Le 21 juillet 2023, Le Président Denis SASSOU-NGUESSO se rendait, à son tour, à Kigali (Rwanda) pour entériner et renforcer les dits accords.

Parmi ces accords renforcés, se trouvent ceux relatifs à la concession de près de 12 000 hectares de terres agricoles à la société rwandaise Eleveco-Congo S.A.S pour un projet agropastoral au lieu-dit Ranch de Massangui, Yamba (département de la Bouenza) ; et, la concession de la zone industrielle de Maloukou (70 km de Brazzaville) à la société d’investissement rwandais Crystal Ventures Ltd.

Concernant le premier accord suscité, le décret N° 2022-258 du 18 Mai 2022 portant autorisation expresse d’occuper onze mille quatre-vingt-quatre hectares (11 084ha 52a 53ca) de réserve foncière de l’État mentionne que cette autorisation est accordée à titre gratuit, pour une durée de 20 ans, prorogeable dans les mêmes conditions et formes.

L’absence de transparence autour de la signature de ces différents accords de coopération, comme d’ailleurs l’ensemble des contrats d’exploitation des ressources naturelles du pays, conjuguée au caractère défavorable de ces accords pour le Congo, interpelle, préoccupe et inquiète toute la société Congolaise.

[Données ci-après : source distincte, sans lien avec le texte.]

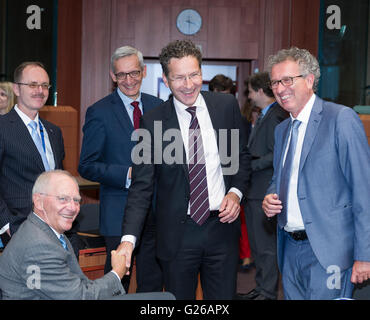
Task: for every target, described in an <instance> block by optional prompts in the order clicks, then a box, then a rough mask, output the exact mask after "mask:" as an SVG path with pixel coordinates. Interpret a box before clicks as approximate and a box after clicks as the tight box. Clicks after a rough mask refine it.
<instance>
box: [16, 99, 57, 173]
mask: <svg viewBox="0 0 370 320" xmlns="http://www.w3.org/2000/svg"><path fill="white" fill-rule="evenodd" d="M14 109H15V111H16V112H17V113H18V115H19V117H20V118H21V119H22V121H23V122H24V124H25V126H26V127H27V129H28V132H29V133H30V136H31V134H32V129H31V128H30V126H29V125H28V124H29V123H30V122H31V121H32V120H34V121H36V123H37V133H38V135H39V136H40V137H41V133H40V124H39V114H38V113H37V115H36V117H35V119H30V118H29V117H28V116H27V115H26V114H25V113H23V112H22V111H21V110H20V109H19V108H18V106H17V105H15V106H14ZM31 137H32V136H31ZM44 141H45V153H46V159H47V160H48V163H49V167H50V170H54V169H55V160H54V154H53V149H52V148H51V144H50V140H49V136H48V132H47V130H46V129H45V127H44Z"/></svg>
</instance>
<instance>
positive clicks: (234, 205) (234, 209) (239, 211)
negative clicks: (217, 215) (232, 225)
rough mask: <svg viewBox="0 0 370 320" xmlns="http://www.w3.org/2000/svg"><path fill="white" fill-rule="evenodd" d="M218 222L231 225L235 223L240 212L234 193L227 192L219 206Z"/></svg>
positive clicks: (236, 197)
mask: <svg viewBox="0 0 370 320" xmlns="http://www.w3.org/2000/svg"><path fill="white" fill-rule="evenodd" d="M219 211H220V214H219V215H218V216H219V217H220V221H221V222H222V223H226V222H228V223H231V222H233V221H235V220H236V219H237V218H238V216H239V212H240V199H239V197H238V196H237V194H236V193H234V192H229V193H228V194H227V195H226V196H225V197H224V199H223V200H222V203H221V206H220V210H219Z"/></svg>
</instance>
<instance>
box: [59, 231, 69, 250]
mask: <svg viewBox="0 0 370 320" xmlns="http://www.w3.org/2000/svg"><path fill="white" fill-rule="evenodd" d="M59 241H60V243H61V244H62V246H63V248H64V249H66V250H67V251H68V247H67V241H66V239H65V238H64V235H62V234H61V235H60V236H59Z"/></svg>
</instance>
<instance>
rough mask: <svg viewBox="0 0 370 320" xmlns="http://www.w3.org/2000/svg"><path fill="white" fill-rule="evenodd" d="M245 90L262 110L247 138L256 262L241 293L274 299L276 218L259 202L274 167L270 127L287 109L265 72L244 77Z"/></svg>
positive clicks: (257, 296) (266, 73)
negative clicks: (269, 218)
mask: <svg viewBox="0 0 370 320" xmlns="http://www.w3.org/2000/svg"><path fill="white" fill-rule="evenodd" d="M248 91H249V96H248V98H249V99H250V100H251V102H252V103H253V105H255V106H257V107H259V108H261V110H262V111H261V114H260V116H259V118H258V119H257V121H256V124H255V126H254V127H253V129H252V132H251V135H250V137H249V141H248V148H249V151H250V153H251V155H252V174H251V180H250V185H249V188H248V192H247V196H246V197H247V203H246V210H245V216H246V222H247V228H248V236H249V241H250V244H251V250H252V256H253V258H254V262H255V265H256V276H255V280H256V288H255V289H253V290H252V291H250V292H249V293H247V294H246V295H242V297H243V298H244V299H247V300H264V299H276V298H277V288H278V280H279V270H278V267H277V260H276V218H275V219H271V220H269V219H267V217H266V216H265V215H264V212H263V210H262V207H261V206H262V201H263V198H264V197H265V194H266V190H267V188H268V186H269V183H270V180H271V178H272V174H273V171H274V169H273V163H272V161H273V152H274V130H275V127H276V125H278V124H279V123H280V122H281V121H283V120H284V119H286V118H287V117H288V113H287V112H286V111H285V110H284V109H282V108H281V107H280V106H279V104H277V103H276V101H275V98H274V94H273V92H272V90H271V88H270V77H269V75H268V73H267V72H260V73H257V74H254V75H252V76H251V77H250V78H249V79H248Z"/></svg>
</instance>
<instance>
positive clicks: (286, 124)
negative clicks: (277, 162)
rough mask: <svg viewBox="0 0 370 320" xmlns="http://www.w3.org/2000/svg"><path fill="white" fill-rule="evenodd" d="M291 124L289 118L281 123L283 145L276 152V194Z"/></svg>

Le Mouvement Progressiste Congolais partage les inquiétudes de la société Congolaise dans tout le territoire national comme dans la Diaspora et demande que soient rendu public l’ensemble de ces accords de coopération ainsi que le cadre constitutionnel ayant prévalu à la conclusion des dits accords.

En l’absence de toute clarification, Le Mouvement Progressiste Congolais considère que ces accords  caractérisent :

  • Un pillage des ressources naturelles de l’État au sens de l’article 44 de la constitution du 25/10/2015 ;
  • Un manquement au serment prêté par le Président de la république, de préserver l’intégrité du territoire national, au sens de l’article 77 de la constitution du 25/10/2015 ;
  • Un manquement à la nécessaire demande préalable de consentement du peuple, par voie référendaire, avant toute cession du territoire national, au sens de l’article 219 de la constitution du 25/10/2015.

 Par conséquent, il s’agirait donc d’accords anticonstitutionnels dont l’annulation pure et simple serait inéluctable et la seule issue pour endiguer la crise dans laquelle est actuellement plongée la société Congolaise.